Día 17

8 de enero

—¿Cómo te encuentras?

—Un poco grogui —respondió Chuck—, pero bien. ¿Sigues creyendo que necesitamos criminales en la sociedad?

Reí.

—Puede que ya no tanto.

Después de tres días de caer en la inconsciencia y salir de ella, Chuck había vuelto al mundo de los vivos. Levantado y hablador, estaba jugando con Ellarose y Luke.

Mientras se estaba recuperando lo habíamos excluido deliberadamente del circuito, y yo esperaba que lo que fuese que lo estaba haciendo sentirse «débil y dolorido» no fuera lo mismo que parecía estar pillando el resto de la gente de nuestro edificio.

—Bueno, ¿qué me he perdido?

Susie estaba sentada detrás de él en la cama, sosteniendo a Ellarose y frotándole suavemente la espalda a Chuck, que se había incorporado. Lauren estaba sentada junto a ella y Luke, naturalmente, correteaba por la habitación.

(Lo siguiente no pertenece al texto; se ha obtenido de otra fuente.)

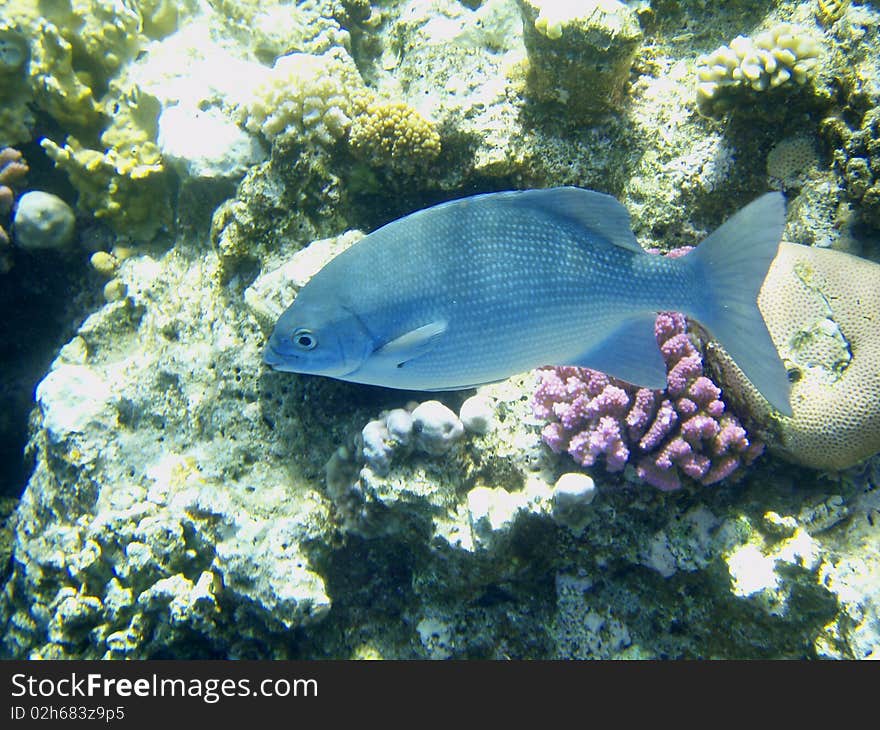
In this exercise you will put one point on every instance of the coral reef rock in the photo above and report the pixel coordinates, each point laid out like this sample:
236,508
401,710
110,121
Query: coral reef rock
821,307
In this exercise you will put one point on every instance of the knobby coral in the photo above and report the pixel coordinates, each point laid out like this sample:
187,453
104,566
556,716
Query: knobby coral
13,170
683,430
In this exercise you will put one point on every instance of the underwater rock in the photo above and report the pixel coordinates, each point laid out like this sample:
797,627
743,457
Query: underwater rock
43,220
436,427
580,54
205,144
572,494
477,414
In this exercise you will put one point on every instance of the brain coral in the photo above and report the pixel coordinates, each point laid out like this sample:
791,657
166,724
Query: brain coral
394,135
822,308
784,53
307,97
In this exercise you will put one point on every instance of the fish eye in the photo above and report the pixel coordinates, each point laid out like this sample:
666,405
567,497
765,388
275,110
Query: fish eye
304,339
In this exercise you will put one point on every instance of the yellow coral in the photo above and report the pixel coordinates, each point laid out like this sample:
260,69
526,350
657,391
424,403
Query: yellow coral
770,59
306,97
125,185
821,307
394,135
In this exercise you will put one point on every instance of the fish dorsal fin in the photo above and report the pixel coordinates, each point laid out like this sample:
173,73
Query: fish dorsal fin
597,212
412,344
629,352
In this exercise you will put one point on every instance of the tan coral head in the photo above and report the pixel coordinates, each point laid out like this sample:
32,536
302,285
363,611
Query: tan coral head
822,308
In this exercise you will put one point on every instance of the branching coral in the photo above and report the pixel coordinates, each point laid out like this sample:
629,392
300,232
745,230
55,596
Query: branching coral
394,135
682,431
771,59
125,184
13,169
307,97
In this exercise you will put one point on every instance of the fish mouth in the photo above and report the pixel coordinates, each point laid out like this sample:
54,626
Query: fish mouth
274,359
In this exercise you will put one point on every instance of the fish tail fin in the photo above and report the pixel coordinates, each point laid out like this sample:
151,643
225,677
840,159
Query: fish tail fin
730,266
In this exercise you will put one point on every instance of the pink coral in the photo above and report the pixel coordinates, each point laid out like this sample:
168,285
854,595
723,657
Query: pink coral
13,170
683,430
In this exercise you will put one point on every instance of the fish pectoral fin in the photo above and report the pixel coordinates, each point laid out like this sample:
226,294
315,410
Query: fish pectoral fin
412,344
629,352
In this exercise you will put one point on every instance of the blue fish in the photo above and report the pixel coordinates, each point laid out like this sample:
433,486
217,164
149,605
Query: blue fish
475,290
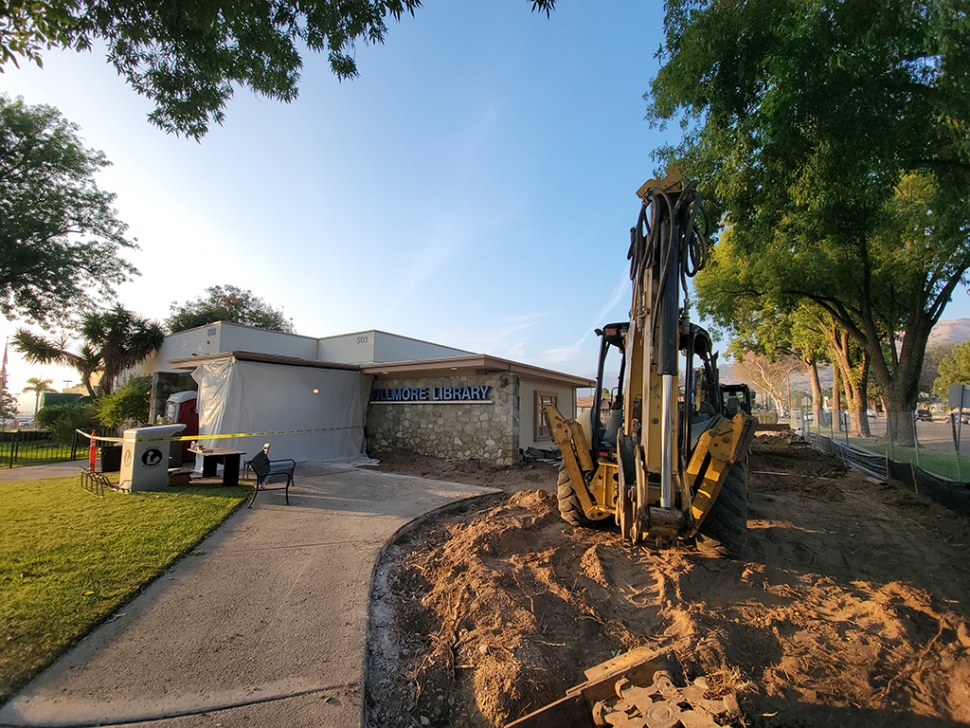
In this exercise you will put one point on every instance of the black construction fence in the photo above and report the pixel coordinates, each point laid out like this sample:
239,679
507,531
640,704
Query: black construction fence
950,493
38,447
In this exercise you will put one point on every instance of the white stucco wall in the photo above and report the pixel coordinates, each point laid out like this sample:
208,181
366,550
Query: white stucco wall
222,337
233,337
391,348
356,348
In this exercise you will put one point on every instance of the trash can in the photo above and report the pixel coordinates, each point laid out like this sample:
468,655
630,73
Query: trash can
111,457
145,455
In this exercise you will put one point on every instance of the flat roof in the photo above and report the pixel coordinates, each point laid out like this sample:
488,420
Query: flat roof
192,362
478,362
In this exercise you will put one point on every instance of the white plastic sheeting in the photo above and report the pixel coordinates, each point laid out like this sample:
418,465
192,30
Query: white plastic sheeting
321,411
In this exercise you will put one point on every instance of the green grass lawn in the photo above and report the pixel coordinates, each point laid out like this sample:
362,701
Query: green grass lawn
68,559
37,453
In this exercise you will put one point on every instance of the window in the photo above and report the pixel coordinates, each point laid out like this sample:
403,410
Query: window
541,424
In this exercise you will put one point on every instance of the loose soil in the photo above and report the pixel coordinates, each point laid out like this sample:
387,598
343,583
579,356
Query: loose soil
850,607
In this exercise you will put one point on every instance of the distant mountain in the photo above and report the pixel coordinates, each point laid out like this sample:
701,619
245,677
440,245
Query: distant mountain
951,331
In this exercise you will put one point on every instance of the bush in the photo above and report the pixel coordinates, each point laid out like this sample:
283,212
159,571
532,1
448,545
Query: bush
62,419
126,406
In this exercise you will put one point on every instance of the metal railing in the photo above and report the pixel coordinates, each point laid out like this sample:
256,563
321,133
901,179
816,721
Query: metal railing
38,447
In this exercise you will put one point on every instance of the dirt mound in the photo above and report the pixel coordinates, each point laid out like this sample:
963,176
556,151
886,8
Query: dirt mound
845,610
783,462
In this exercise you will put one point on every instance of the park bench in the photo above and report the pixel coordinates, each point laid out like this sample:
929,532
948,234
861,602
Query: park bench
266,469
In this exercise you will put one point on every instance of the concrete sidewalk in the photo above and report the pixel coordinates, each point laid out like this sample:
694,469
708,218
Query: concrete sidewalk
264,625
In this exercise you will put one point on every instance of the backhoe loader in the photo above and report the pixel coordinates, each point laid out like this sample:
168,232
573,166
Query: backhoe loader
668,462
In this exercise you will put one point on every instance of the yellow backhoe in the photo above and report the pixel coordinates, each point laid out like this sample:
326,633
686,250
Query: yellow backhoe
668,461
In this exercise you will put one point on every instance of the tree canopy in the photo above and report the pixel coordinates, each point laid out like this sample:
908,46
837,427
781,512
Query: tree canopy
834,138
227,303
188,58
113,341
59,235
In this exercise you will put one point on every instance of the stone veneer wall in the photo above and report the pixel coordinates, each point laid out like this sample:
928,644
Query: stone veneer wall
469,430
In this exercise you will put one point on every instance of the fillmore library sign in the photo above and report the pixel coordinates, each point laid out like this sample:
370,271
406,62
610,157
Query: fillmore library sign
431,394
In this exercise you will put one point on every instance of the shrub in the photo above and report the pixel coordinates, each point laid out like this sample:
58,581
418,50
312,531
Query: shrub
126,406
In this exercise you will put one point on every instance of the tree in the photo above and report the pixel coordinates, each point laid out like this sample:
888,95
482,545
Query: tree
780,102
113,341
954,369
8,404
227,303
38,386
189,57
59,236
769,376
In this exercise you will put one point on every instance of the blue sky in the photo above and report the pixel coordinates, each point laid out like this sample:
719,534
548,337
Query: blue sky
475,186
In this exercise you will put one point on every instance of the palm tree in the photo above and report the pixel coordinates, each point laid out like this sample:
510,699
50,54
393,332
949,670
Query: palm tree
113,341
38,386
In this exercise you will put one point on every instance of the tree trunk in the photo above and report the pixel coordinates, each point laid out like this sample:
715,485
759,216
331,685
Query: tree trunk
854,375
837,397
812,368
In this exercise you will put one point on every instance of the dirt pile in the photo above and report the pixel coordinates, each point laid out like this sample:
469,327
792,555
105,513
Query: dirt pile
850,607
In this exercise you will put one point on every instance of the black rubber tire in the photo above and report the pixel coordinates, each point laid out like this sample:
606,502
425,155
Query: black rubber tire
569,506
725,530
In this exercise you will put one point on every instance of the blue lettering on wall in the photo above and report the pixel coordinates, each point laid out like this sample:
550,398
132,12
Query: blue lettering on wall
477,393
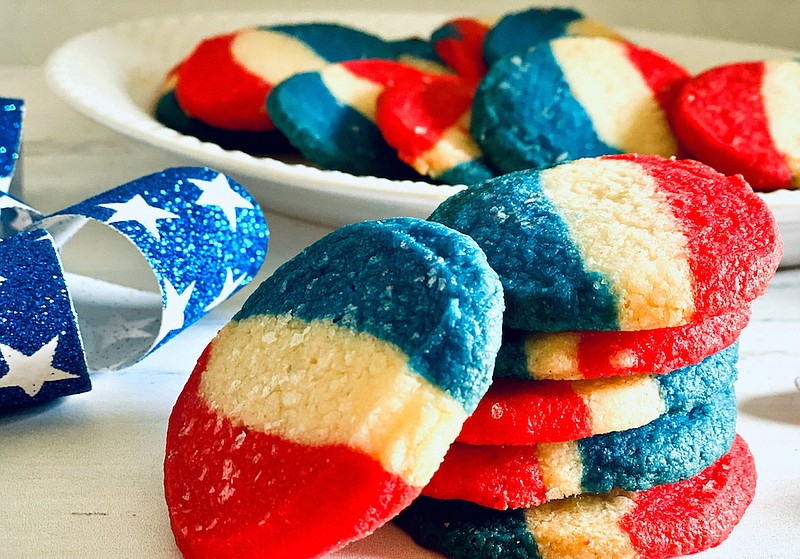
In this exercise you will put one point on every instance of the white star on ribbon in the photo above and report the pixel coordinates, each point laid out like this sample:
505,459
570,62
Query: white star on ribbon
227,289
30,372
9,202
175,308
137,209
218,192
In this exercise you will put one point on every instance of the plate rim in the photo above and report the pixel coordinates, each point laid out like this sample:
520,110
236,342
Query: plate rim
59,73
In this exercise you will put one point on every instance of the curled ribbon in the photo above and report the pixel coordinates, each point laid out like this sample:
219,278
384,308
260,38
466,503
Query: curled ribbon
201,233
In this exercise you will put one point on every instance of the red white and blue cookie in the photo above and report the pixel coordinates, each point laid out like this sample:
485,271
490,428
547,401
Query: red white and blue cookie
675,446
225,80
621,242
666,521
519,31
459,44
169,113
427,122
523,412
745,118
327,403
330,115
595,354
575,97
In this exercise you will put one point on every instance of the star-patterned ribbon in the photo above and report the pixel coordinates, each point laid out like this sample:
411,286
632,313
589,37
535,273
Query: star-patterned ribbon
201,233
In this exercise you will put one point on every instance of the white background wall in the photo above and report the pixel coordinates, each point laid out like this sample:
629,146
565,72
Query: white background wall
30,29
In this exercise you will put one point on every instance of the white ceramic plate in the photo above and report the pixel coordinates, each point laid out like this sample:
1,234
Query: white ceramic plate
113,75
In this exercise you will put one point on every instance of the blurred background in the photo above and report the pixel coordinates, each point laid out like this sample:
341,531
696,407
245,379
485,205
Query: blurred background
30,29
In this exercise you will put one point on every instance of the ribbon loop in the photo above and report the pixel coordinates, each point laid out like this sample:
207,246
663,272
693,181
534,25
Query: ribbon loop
201,234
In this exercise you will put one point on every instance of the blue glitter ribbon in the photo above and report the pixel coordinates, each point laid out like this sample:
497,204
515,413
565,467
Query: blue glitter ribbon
201,233
11,112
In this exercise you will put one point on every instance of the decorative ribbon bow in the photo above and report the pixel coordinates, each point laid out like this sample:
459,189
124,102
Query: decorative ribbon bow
201,233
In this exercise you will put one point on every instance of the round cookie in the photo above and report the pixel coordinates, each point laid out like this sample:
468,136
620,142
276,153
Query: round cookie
459,43
620,242
328,401
329,115
745,118
225,80
671,448
427,122
587,354
575,97
169,113
519,31
524,412
667,521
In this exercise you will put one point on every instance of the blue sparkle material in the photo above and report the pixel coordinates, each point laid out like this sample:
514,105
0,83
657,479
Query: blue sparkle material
198,246
35,308
11,112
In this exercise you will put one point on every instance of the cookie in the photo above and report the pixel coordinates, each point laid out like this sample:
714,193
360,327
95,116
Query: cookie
459,44
328,401
620,242
519,31
225,80
329,115
575,97
427,122
418,52
587,354
524,412
745,118
169,113
671,448
667,521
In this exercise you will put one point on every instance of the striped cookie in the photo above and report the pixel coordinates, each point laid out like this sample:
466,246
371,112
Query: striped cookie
329,115
524,412
519,31
587,354
225,80
327,403
667,521
669,449
619,242
745,118
427,122
169,113
459,43
575,97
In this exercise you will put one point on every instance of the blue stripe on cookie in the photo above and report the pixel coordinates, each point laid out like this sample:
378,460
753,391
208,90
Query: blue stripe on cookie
521,30
563,295
385,295
330,132
336,43
513,116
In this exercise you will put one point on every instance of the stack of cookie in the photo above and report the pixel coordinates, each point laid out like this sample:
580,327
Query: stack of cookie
611,431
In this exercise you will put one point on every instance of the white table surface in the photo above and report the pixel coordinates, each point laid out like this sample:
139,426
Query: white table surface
82,478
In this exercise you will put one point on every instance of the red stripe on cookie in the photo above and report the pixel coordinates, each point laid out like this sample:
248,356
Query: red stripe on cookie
464,53
383,72
213,87
720,118
695,514
733,243
414,116
528,412
663,76
231,490
660,350
499,477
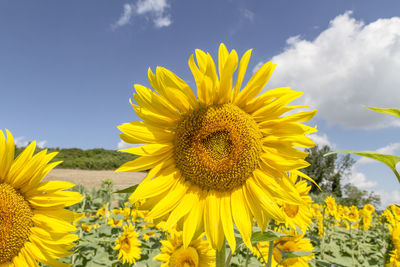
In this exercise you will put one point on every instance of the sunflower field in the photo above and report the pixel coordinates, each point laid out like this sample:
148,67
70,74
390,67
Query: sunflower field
224,186
114,232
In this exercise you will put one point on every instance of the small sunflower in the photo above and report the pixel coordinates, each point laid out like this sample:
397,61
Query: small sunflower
173,254
295,242
221,158
34,226
299,215
369,208
353,214
331,207
128,245
394,260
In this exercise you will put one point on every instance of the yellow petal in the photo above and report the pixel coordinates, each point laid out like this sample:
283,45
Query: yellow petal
225,86
242,216
256,84
193,222
185,206
226,220
143,163
170,200
244,61
212,220
149,150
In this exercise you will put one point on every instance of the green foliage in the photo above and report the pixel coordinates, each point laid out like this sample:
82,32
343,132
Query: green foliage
349,247
389,160
91,159
327,172
359,198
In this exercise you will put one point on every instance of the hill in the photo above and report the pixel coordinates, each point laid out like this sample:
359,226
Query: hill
90,159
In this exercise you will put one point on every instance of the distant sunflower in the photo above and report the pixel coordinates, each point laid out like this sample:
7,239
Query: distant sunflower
128,245
295,242
220,158
299,215
174,254
34,226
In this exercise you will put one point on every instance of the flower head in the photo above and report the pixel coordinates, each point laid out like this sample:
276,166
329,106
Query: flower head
128,245
34,226
221,158
174,254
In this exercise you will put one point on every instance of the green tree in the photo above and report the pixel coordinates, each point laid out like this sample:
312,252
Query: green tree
328,172
357,197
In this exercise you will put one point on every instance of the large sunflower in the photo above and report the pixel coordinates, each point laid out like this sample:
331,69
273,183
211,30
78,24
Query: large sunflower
34,226
220,158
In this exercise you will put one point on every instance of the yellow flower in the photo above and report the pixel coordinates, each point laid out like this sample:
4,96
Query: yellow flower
128,245
219,159
367,220
86,227
174,254
369,208
353,214
114,222
147,235
331,207
295,242
299,215
395,233
103,211
34,226
394,258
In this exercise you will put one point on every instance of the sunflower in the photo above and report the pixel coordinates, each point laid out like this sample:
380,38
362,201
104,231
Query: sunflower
331,207
174,254
295,242
394,258
128,245
299,215
34,226
218,159
369,208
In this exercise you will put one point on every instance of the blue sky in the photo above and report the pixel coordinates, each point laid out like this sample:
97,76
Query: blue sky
67,69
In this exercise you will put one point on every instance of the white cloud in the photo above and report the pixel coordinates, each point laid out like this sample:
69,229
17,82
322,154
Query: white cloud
257,66
390,149
162,22
41,144
389,197
156,10
247,14
21,142
348,65
146,6
322,140
359,179
123,145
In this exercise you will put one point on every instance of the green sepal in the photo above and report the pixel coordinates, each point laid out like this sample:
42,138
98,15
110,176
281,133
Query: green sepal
130,189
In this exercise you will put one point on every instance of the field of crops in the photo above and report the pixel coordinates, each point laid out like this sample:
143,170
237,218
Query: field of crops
112,232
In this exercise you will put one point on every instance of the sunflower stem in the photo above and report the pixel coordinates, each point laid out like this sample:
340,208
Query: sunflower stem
220,256
270,250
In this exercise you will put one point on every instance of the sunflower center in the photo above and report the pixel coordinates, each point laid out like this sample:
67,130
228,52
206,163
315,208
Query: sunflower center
217,147
291,210
15,222
184,257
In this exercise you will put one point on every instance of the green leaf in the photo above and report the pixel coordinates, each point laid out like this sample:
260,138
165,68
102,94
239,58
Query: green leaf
267,235
130,189
389,111
389,160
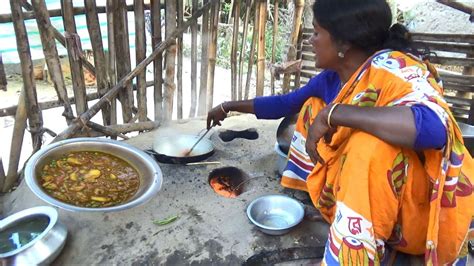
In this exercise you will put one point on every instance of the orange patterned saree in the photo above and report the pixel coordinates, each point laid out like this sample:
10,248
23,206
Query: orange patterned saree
375,194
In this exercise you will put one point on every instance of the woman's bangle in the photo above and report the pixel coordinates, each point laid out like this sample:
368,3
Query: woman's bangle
330,113
223,110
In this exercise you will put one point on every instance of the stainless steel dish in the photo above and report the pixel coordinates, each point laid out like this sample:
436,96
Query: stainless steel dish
45,247
275,214
173,149
150,174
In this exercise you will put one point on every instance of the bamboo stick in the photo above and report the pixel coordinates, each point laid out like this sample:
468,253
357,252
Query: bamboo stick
95,34
261,48
74,127
275,33
158,63
233,52
179,74
11,110
204,60
140,49
23,47
62,40
123,64
2,173
299,6
73,45
4,18
111,55
51,56
243,49
252,51
17,142
194,28
212,55
3,76
170,86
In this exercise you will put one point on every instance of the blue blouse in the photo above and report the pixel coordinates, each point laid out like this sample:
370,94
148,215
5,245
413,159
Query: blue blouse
431,133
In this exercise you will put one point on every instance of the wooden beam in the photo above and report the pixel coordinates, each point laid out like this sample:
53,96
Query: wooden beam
74,48
179,74
262,21
235,94
140,55
123,64
194,28
3,76
158,62
170,86
23,48
74,127
212,55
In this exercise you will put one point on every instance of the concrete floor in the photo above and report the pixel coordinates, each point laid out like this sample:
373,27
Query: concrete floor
210,230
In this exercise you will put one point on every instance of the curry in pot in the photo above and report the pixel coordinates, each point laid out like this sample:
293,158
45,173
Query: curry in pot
90,179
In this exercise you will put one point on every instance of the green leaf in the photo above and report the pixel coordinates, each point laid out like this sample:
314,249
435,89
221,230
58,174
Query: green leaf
166,220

—Lo de siempre: plagas, pestilencia, un enfrentamiento armado y la decadencia de la civilización occidental: nada que yo no pueda manejar.

La noche anterior había sido una yuxtaposición surrealista. Había pasado de golpe de un sueño delicioso con vapor, velas encendidas y Barry White a una pesadilla salida de un apocalipsis zombi: un pasillo oscuro iluminado por linternas frontales, gritos y juramentos, armas agitadas de un lado a otro mientras una banda de humanos sucios y harapientos se agolpaba contra una pared de cristal, aporreándola y suplicando que los dejaran entrar.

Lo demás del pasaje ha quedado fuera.